Harmange wrote her book with the stated goal of opening up conversations about abortion. She says we need to create ‘spaces where feelings of ambiguity, negativity, sadness and insecurity can be shared and received, in company, out in the open (p. 70). Such spaces, she says, should be ‘non-polarised’ (p. 71). But the conversations she envisages do not include any discussion of the morality of abortion. Rather, they are conversations where women who have had abortions are encouraged to discuss them and their reactions to them without shame: ‘Maybe it’s in talking about our experiences, every personal, private detail, that the subject will be neutralised (p. 75).

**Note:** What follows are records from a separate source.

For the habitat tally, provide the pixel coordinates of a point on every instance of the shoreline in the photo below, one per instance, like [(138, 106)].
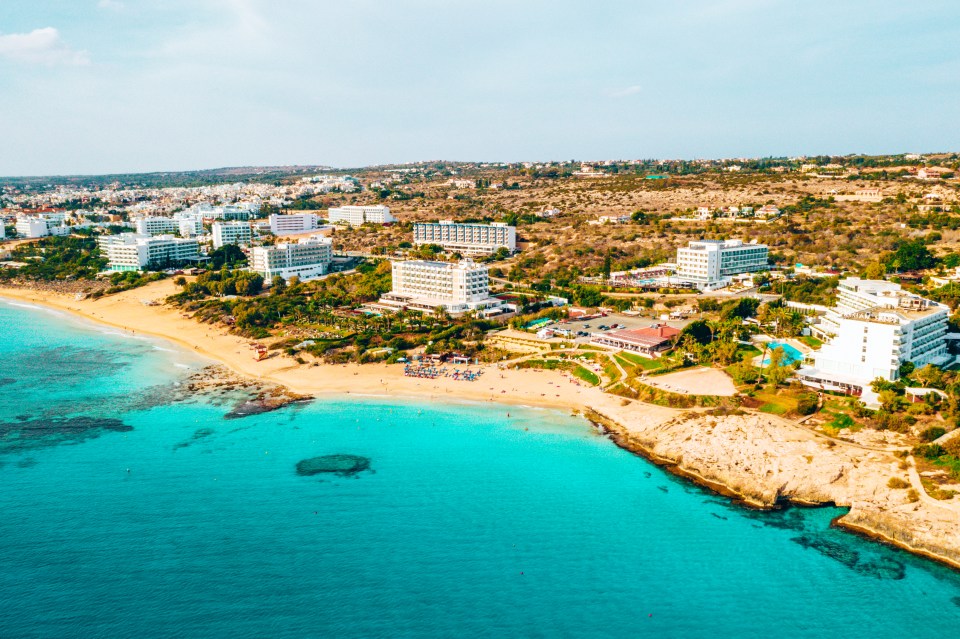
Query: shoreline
[(752, 459)]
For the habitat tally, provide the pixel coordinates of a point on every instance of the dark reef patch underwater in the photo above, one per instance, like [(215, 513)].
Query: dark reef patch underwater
[(880, 568), (40, 432), (343, 465)]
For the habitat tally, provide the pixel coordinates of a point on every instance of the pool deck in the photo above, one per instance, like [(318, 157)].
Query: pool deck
[(795, 343)]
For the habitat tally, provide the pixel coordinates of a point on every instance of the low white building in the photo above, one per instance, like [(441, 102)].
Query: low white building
[(427, 286), (309, 258), (293, 223), (136, 251), (466, 238), (231, 233), (875, 328), (709, 264), (157, 226), (357, 215), (32, 227)]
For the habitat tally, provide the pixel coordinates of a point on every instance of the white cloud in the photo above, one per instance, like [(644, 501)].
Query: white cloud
[(40, 46), (625, 91)]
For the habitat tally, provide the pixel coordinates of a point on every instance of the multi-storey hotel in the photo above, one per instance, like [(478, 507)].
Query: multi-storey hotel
[(157, 226), (357, 215), (135, 251), (428, 286), (466, 239), (307, 259), (874, 329), (710, 264), (293, 223), (231, 233)]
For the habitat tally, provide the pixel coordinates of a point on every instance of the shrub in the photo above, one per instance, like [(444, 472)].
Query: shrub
[(933, 433), (930, 451), (807, 403)]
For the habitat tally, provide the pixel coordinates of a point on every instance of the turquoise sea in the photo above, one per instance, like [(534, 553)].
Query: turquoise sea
[(129, 510)]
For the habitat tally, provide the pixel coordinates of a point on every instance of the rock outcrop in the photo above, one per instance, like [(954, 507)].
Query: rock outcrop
[(765, 461)]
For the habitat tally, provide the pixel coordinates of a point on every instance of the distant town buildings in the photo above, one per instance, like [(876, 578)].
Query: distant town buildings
[(309, 258), (40, 226), (234, 232), (466, 238), (136, 252), (875, 328), (358, 215), (293, 223), (428, 286), (709, 264)]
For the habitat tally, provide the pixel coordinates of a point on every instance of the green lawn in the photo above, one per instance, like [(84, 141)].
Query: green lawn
[(586, 375), (747, 352), (610, 370), (775, 403), (638, 360)]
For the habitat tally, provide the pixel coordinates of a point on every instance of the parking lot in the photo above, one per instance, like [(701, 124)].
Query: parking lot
[(622, 321)]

As to Harmange’s assumption that feminists must support unrestricted access to abortion, it is strange that she seems unaware of that strand of feminism that regards abortion as both a consequence and a tool of patriarchy. Indeed, early feminists saw abortion as a consequence of patriarchy and defended the rights of both women and unborn children. Both feminism and the ‘pro-life’ position arise from a claim to equality based on common humanity. The personhood of women was once as contested as the personhood of foetuses, as ‘In all patriarchal unjust systems, lesser orders of human life are granted rights only when wanted, chosen, or invested with value by the powerful’ (S. Callahan, ‘Abortion and the Sexual Agenda: A Case for Pro-Life Feminism’ in On Moral Medicine, eds Stephen Lammers and Allen Verhey, 1998, 626).

Contra Harmange, the secular Feminists for Life’s claim is that ‘Women can never achieve the fulfilment of feminist goals in a society permissive toward abortion’ (Callahan, ‘Pro-Life Feminism’, 623). Pro-Life feminists recognise that abortion can be a tool of patriarchy in that abortions often serve the interests of men rather than women. If a woman claims the sole right to decide on abortion, why should anyone else share parental or social responsibility? Harmange recognises this, albeit hesitantly, for fear of her arguments being ‘appropriated by the bad faith camp’ (p. 50): ‘When we exclude men from the abortion conversation, isn’t that also continuing to protect them and free them from all responsibility?’ (p. 51). Abortion also often serves as a ‘quick fix’ alternative to addressing the real needs of pregnant women, something Harmange also recognises when she advocates for ‘a society where everyone would have the means to make these life decisions without worrying first about their bank account’ (p. 76).

 

Denise Cooper-Clarke is a medical ethicist and voluntary researcher with Ethos.